Low gold prices are not preventing affiliated companies
The mine — the first ever developed by the partners — entered commercial production in February, on budget and four months ahead of schedule. Annual production is projected at 250,000 oz. gold-equivalent, with cash costs expected to average US$80 per oz. and total costs, including all depletion and amortization, anticipated at US$120 per oz.
The fast start provided each company with $7.1 million in extra income for the fiscal year ended March 31. During that period, Euro-Nevada earned a record $24.8 million (or 26 cents per share) on revenue of $57.74 million, up 18% and 30%, respectively, from the previous fiscal year. Fourth-quarter results were equally impressive, with earnings up 14% from a year ago, at $7.4 million, and revenue up 73%, at $19.6 million.
In fiscal 1999, Franco-Nevada earned $43.7 million (55 cents per share) on revenue of $77.85 million, compared with $52.7 million (70 cents per share) on $82.9 million a year ago. Earnings in the final three months of the recent fiscal year were down 14%, at $12.8 million, though revenue was 13% higher, at $24 million. Low prices for gold and oil are responsible for the earnings dip, whereas revenue was affected by a shift in activity at the Betze-Post mine to an area where Franco has yet to earn a net profits interest. (This type of royalty differs from a net smelter return, which Franco also holds, in that capital expenditures are considered.)
At the newly opened Midas mine, the pair spent US$5.9 million exploring the immediate mine area from surface, resulting in a 43% increase in mine resources; the figure now stands at 5.4 million tons averaging 1.3 oz. gold-equivalent per ton. Little activity occurred elsewhere, as environmental permits for the bulk of the 26,000-acre property were not issued until November.

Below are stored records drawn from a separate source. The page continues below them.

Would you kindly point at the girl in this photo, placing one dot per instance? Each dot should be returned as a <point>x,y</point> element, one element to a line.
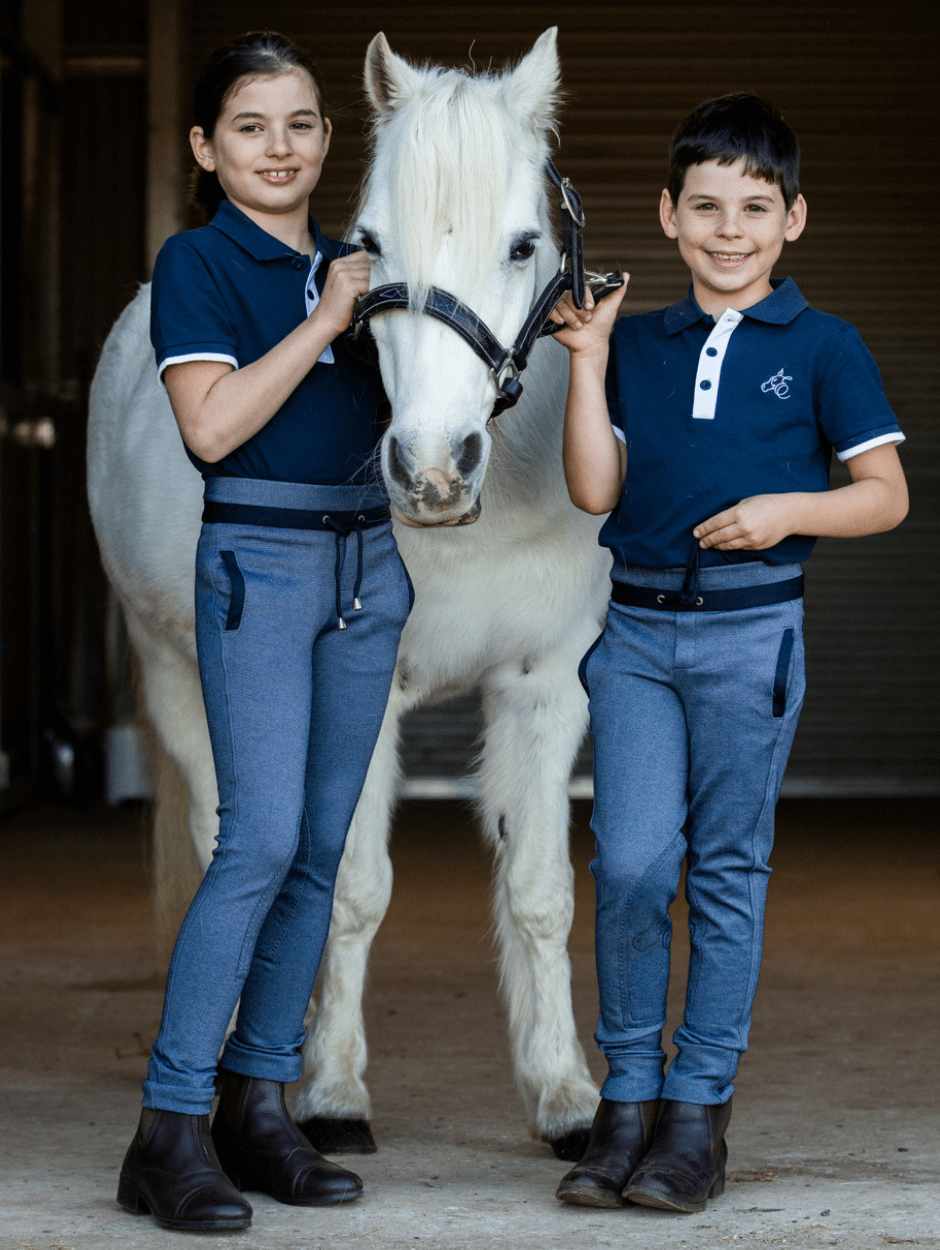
<point>300,600</point>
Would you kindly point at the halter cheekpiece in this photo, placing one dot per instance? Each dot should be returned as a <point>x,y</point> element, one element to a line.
<point>505,365</point>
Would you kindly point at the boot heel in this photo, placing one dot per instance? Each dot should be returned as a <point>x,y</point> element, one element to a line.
<point>130,1199</point>
<point>718,1189</point>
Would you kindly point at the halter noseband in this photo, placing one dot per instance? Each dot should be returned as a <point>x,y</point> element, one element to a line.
<point>504,365</point>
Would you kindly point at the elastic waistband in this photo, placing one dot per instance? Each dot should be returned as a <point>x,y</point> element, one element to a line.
<point>340,520</point>
<point>759,595</point>
<point>296,495</point>
<point>716,576</point>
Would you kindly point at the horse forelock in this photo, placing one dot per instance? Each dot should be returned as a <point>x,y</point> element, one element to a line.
<point>449,155</point>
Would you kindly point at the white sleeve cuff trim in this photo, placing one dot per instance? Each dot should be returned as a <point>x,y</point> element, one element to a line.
<point>871,443</point>
<point>194,355</point>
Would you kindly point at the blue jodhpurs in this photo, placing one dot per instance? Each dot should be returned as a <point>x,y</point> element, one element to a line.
<point>294,708</point>
<point>693,715</point>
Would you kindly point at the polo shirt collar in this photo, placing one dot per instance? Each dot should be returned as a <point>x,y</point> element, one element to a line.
<point>258,243</point>
<point>781,306</point>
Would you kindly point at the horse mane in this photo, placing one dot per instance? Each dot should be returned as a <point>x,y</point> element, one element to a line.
<point>451,149</point>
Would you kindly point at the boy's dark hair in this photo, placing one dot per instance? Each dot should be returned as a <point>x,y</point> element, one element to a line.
<point>731,128</point>
<point>251,55</point>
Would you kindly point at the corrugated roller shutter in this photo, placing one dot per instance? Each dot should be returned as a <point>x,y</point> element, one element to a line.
<point>858,84</point>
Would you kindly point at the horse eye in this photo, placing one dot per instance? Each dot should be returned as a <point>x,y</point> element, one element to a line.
<point>523,249</point>
<point>368,244</point>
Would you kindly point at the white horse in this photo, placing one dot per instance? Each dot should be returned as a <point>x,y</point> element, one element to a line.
<point>455,198</point>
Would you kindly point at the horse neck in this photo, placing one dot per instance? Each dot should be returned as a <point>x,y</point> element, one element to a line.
<point>525,461</point>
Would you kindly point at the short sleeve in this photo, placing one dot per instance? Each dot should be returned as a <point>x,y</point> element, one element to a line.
<point>853,410</point>
<point>188,315</point>
<point>611,389</point>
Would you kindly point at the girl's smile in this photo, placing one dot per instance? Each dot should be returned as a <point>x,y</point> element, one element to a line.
<point>268,149</point>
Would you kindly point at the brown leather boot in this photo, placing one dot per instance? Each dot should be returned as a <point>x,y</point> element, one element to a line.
<point>261,1148</point>
<point>685,1165</point>
<point>620,1136</point>
<point>171,1171</point>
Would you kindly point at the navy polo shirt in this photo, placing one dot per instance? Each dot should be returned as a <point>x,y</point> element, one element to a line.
<point>231,291</point>
<point>716,410</point>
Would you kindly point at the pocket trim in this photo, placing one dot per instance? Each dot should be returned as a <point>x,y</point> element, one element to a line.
<point>783,668</point>
<point>236,603</point>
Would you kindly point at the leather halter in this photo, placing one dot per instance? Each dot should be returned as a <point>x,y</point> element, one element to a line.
<point>505,365</point>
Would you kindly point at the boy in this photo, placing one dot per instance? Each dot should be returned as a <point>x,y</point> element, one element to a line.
<point>710,448</point>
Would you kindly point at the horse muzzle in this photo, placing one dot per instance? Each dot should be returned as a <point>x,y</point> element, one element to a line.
<point>435,495</point>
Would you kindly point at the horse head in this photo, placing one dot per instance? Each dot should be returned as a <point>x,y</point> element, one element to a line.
<point>454,200</point>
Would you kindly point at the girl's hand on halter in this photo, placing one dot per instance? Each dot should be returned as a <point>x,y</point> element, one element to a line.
<point>346,279</point>
<point>588,329</point>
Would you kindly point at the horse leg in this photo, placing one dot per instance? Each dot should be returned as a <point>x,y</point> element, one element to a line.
<point>186,793</point>
<point>333,1105</point>
<point>535,718</point>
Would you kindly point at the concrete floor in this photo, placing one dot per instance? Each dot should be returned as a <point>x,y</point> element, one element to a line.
<point>835,1140</point>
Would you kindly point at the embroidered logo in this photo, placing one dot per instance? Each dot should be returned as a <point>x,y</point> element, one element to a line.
<point>778,384</point>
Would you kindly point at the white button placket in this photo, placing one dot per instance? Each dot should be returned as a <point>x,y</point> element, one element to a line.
<point>710,361</point>
<point>311,298</point>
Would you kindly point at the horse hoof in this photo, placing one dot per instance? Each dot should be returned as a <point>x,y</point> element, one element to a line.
<point>335,1135</point>
<point>571,1145</point>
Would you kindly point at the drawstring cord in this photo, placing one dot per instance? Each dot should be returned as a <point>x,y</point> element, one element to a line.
<point>343,533</point>
<point>689,594</point>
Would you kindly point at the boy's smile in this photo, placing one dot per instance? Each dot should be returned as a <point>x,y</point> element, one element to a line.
<point>731,229</point>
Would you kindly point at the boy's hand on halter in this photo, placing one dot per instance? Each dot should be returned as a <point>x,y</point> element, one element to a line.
<point>588,329</point>
<point>346,279</point>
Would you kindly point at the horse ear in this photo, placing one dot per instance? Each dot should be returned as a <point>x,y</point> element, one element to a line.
<point>531,89</point>
<point>389,79</point>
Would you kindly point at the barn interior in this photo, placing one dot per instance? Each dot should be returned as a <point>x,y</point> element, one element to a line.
<point>836,1128</point>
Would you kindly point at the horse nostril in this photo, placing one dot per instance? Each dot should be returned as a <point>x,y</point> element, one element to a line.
<point>470,454</point>
<point>398,465</point>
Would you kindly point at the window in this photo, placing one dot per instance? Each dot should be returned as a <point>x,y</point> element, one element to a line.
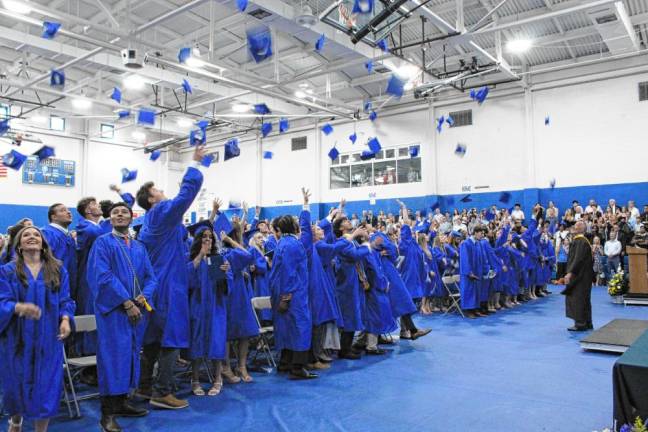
<point>107,130</point>
<point>57,123</point>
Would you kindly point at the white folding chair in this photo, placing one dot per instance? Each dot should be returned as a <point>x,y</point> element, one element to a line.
<point>451,284</point>
<point>74,366</point>
<point>259,304</point>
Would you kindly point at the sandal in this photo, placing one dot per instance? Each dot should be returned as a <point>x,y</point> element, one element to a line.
<point>230,377</point>
<point>196,389</point>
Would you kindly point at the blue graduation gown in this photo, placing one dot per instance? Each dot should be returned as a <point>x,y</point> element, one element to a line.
<point>470,261</point>
<point>260,280</point>
<point>112,283</point>
<point>63,248</point>
<point>289,275</point>
<point>378,317</point>
<point>241,321</point>
<point>163,235</point>
<point>32,356</point>
<point>207,304</point>
<point>413,267</point>
<point>400,298</point>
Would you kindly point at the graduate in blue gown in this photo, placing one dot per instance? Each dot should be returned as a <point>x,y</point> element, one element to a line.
<point>35,314</point>
<point>207,305</point>
<point>163,234</point>
<point>289,286</point>
<point>123,284</point>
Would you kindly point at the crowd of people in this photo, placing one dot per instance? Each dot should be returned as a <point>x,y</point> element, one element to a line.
<point>161,290</point>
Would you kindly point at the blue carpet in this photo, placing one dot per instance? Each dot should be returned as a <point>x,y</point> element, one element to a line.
<point>518,370</point>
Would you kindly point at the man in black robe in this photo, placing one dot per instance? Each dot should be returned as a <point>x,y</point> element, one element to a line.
<point>578,280</point>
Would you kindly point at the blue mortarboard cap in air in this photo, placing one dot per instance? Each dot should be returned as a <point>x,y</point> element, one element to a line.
<point>261,109</point>
<point>460,150</point>
<point>259,43</point>
<point>57,78</point>
<point>320,43</point>
<point>14,160</point>
<point>395,86</point>
<point>128,175</point>
<point>327,129</point>
<point>222,224</point>
<point>184,54</point>
<point>440,122</point>
<point>284,125</point>
<point>44,152</point>
<point>146,116</point>
<point>241,5</point>
<point>362,6</point>
<point>374,145</point>
<point>231,149</point>
<point>50,29</point>
<point>266,128</point>
<point>116,95</point>
<point>333,153</point>
<point>207,160</point>
<point>186,86</point>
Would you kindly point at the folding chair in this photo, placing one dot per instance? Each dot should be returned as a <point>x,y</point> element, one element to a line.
<point>74,366</point>
<point>451,284</point>
<point>263,303</point>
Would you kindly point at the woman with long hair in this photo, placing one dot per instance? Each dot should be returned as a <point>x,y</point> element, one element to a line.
<point>35,314</point>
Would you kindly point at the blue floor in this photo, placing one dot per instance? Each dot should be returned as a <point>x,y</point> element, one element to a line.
<point>518,370</point>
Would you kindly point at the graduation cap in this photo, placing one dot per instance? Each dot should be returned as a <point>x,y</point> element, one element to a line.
<point>374,145</point>
<point>261,109</point>
<point>231,149</point>
<point>362,6</point>
<point>241,5</point>
<point>57,78</point>
<point>128,175</point>
<point>50,29</point>
<point>186,86</point>
<point>199,227</point>
<point>146,117</point>
<point>116,95</point>
<point>395,86</point>
<point>283,125</point>
<point>333,153</point>
<point>327,129</point>
<point>320,42</point>
<point>44,153</point>
<point>14,160</point>
<point>259,43</point>
<point>266,128</point>
<point>460,150</point>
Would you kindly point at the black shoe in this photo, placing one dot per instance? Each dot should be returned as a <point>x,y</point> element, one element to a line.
<point>109,424</point>
<point>302,374</point>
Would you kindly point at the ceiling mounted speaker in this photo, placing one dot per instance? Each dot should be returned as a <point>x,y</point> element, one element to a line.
<point>305,16</point>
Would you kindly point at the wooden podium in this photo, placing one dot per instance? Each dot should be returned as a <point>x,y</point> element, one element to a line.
<point>638,258</point>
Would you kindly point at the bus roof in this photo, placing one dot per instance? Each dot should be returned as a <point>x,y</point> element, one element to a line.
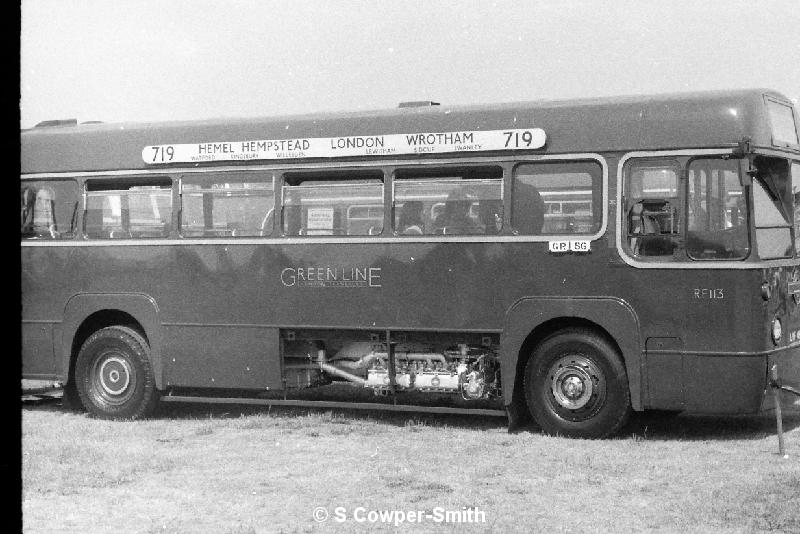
<point>653,122</point>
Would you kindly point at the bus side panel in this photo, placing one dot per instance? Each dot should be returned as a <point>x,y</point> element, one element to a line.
<point>610,313</point>
<point>38,358</point>
<point>724,384</point>
<point>235,357</point>
<point>141,307</point>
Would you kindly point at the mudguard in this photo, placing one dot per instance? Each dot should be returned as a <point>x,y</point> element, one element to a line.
<point>612,314</point>
<point>141,307</point>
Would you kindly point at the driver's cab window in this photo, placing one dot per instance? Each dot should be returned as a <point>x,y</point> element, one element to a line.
<point>652,207</point>
<point>717,211</point>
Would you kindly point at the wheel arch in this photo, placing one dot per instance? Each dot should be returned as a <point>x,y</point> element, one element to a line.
<point>532,319</point>
<point>87,313</point>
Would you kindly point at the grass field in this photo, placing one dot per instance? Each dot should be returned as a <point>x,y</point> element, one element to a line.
<point>232,469</point>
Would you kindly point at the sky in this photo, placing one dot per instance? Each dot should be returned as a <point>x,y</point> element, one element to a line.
<point>143,60</point>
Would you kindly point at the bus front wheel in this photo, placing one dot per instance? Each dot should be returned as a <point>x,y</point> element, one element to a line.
<point>576,385</point>
<point>113,374</point>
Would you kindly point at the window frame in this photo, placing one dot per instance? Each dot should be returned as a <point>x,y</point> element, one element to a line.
<point>332,175</point>
<point>218,177</point>
<point>602,203</point>
<point>122,184</point>
<point>77,214</point>
<point>445,174</point>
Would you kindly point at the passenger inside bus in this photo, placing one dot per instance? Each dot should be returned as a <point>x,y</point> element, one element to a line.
<point>491,214</point>
<point>645,230</point>
<point>410,222</point>
<point>527,212</point>
<point>456,219</point>
<point>38,215</point>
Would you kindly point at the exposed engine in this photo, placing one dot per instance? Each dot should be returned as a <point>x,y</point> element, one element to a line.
<point>472,372</point>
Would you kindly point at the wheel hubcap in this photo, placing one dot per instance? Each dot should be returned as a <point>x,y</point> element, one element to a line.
<point>574,381</point>
<point>113,377</point>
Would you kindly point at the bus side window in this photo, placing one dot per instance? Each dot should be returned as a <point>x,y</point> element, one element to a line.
<point>227,204</point>
<point>652,208</point>
<point>448,201</point>
<point>128,209</point>
<point>48,209</point>
<point>553,198</point>
<point>338,203</point>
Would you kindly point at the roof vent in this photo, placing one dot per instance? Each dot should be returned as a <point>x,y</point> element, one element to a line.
<point>418,104</point>
<point>57,122</point>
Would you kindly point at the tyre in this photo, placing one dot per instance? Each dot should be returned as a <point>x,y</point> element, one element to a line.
<point>576,385</point>
<point>113,374</point>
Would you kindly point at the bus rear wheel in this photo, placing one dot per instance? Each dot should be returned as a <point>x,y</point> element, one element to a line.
<point>576,385</point>
<point>113,374</point>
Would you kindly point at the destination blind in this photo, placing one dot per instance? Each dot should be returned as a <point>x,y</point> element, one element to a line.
<point>360,145</point>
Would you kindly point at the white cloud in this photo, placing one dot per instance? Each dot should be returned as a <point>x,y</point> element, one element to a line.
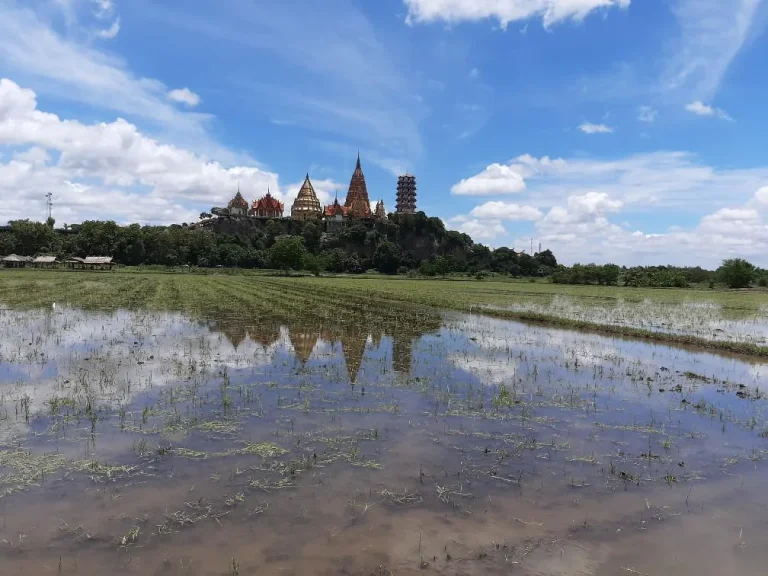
<point>54,65</point>
<point>370,94</point>
<point>477,229</point>
<point>589,128</point>
<point>505,211</point>
<point>665,179</point>
<point>647,114</point>
<point>495,179</point>
<point>712,33</point>
<point>111,32</point>
<point>581,196</point>
<point>701,109</point>
<point>107,170</point>
<point>505,11</point>
<point>103,8</point>
<point>184,96</point>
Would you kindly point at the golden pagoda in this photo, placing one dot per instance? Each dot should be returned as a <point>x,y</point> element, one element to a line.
<point>380,213</point>
<point>306,206</point>
<point>357,196</point>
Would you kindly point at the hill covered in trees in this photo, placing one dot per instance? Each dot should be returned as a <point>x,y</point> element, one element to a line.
<point>397,245</point>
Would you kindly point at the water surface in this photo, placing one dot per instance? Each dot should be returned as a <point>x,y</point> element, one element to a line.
<point>150,443</point>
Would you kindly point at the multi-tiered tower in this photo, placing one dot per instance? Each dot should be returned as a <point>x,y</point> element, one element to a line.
<point>406,194</point>
<point>306,206</point>
<point>357,197</point>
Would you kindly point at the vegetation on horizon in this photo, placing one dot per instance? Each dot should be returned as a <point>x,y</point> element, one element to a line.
<point>398,245</point>
<point>728,321</point>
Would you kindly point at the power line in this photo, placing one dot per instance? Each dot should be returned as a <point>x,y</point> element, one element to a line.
<point>49,204</point>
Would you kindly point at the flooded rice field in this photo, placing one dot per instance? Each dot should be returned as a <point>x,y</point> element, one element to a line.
<point>137,442</point>
<point>710,320</point>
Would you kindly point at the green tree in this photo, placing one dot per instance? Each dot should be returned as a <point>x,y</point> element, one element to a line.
<point>287,253</point>
<point>311,235</point>
<point>387,258</point>
<point>736,272</point>
<point>444,265</point>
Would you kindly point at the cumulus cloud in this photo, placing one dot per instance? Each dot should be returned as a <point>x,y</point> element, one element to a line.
<point>495,179</point>
<point>184,96</point>
<point>581,196</point>
<point>589,128</point>
<point>505,11</point>
<point>477,229</point>
<point>505,211</point>
<point>701,109</point>
<point>111,32</point>
<point>107,170</point>
<point>647,114</point>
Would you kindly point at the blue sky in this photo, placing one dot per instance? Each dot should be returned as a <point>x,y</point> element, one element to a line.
<point>607,130</point>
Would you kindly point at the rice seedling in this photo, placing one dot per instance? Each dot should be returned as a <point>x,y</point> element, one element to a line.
<point>240,404</point>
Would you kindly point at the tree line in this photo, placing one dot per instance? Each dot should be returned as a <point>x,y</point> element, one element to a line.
<point>399,245</point>
<point>733,272</point>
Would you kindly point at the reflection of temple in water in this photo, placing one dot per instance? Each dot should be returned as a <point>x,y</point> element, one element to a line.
<point>351,341</point>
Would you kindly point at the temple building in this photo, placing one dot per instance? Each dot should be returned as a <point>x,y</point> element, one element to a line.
<point>406,194</point>
<point>306,206</point>
<point>380,213</point>
<point>267,207</point>
<point>335,215</point>
<point>238,206</point>
<point>357,202</point>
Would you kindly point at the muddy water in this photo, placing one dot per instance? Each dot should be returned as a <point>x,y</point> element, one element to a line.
<point>147,443</point>
<point>709,320</point>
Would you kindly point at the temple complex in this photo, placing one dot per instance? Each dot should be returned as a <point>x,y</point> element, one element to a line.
<point>267,207</point>
<point>357,197</point>
<point>336,214</point>
<point>238,206</point>
<point>306,206</point>
<point>406,194</point>
<point>380,213</point>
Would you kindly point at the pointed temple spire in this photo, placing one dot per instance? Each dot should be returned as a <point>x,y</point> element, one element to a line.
<point>357,197</point>
<point>306,206</point>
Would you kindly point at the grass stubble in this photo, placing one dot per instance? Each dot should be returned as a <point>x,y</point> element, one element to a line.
<point>502,418</point>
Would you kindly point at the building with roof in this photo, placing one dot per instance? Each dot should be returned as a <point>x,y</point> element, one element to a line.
<point>16,261</point>
<point>357,202</point>
<point>267,207</point>
<point>44,262</point>
<point>306,206</point>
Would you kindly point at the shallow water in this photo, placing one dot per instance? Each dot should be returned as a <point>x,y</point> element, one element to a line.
<point>702,319</point>
<point>149,443</point>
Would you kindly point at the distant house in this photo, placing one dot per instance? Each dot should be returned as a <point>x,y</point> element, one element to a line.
<point>74,262</point>
<point>14,261</point>
<point>98,262</point>
<point>90,262</point>
<point>44,262</point>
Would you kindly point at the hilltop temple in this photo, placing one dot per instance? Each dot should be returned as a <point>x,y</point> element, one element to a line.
<point>267,207</point>
<point>306,206</point>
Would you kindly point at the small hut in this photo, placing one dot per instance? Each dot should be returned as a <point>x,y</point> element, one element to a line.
<point>98,262</point>
<point>44,262</point>
<point>14,261</point>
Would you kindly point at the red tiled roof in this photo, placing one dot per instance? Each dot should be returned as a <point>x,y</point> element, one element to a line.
<point>267,203</point>
<point>335,209</point>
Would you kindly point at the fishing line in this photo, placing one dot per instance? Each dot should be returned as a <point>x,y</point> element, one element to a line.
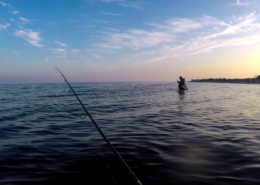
<point>131,173</point>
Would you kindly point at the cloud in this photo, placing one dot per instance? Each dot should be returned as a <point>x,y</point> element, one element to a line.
<point>4,4</point>
<point>135,5</point>
<point>101,21</point>
<point>107,13</point>
<point>135,39</point>
<point>46,59</point>
<point>14,12</point>
<point>24,19</point>
<point>30,36</point>
<point>4,26</point>
<point>112,29</point>
<point>61,44</point>
<point>244,3</point>
<point>62,53</point>
<point>125,3</point>
<point>181,25</point>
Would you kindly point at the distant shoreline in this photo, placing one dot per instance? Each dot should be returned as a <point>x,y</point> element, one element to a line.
<point>224,80</point>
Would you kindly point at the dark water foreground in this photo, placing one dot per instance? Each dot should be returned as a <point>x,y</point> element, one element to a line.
<point>209,135</point>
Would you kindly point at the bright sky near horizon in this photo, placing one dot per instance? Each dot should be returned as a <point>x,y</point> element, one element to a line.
<point>128,41</point>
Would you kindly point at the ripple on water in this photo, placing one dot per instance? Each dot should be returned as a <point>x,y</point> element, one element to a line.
<point>209,135</point>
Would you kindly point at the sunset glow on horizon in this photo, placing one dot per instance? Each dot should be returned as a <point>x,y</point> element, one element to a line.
<point>128,41</point>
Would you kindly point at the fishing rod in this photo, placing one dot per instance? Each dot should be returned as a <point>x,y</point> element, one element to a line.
<point>131,173</point>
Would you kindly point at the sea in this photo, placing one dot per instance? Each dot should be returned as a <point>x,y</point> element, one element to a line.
<point>208,135</point>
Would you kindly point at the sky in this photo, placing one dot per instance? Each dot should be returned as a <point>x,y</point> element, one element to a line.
<point>128,41</point>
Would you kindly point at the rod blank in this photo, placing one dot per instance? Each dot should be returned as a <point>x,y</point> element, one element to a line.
<point>131,173</point>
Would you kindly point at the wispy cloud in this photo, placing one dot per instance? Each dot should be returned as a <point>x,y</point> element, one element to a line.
<point>125,3</point>
<point>135,39</point>
<point>24,19</point>
<point>243,3</point>
<point>183,37</point>
<point>62,53</point>
<point>101,21</point>
<point>61,44</point>
<point>112,29</point>
<point>30,36</point>
<point>4,26</point>
<point>135,5</point>
<point>46,59</point>
<point>3,3</point>
<point>14,12</point>
<point>107,13</point>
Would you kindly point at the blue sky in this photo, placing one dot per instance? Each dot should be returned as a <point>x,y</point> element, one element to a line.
<point>123,40</point>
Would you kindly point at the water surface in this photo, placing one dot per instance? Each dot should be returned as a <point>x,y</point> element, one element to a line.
<point>209,135</point>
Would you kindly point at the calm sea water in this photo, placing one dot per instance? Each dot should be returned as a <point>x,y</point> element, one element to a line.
<point>209,135</point>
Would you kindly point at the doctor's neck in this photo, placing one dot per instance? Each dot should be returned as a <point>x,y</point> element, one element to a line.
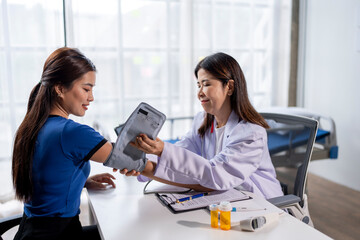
<point>222,117</point>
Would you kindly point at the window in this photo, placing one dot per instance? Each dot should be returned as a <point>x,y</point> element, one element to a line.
<point>144,50</point>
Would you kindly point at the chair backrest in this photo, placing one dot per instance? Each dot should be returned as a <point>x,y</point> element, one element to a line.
<point>291,139</point>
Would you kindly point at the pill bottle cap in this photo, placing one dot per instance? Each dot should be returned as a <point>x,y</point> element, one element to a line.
<point>213,207</point>
<point>225,206</point>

This year’s budget is set at US$4.5 million, with crews testing possible strike extensions to known veins and seeking new targets. This excludes funds set aside for ongoing underground drilling, which is aimed at augmenting existing reserves of 2.7 million tons grading 1.12 oz. gold per ton. That figure is based on a gold price of US$300 per oz. and a silver price of US$6 per oz., and is 36% more than that calculated at the end of the previous fiscal year.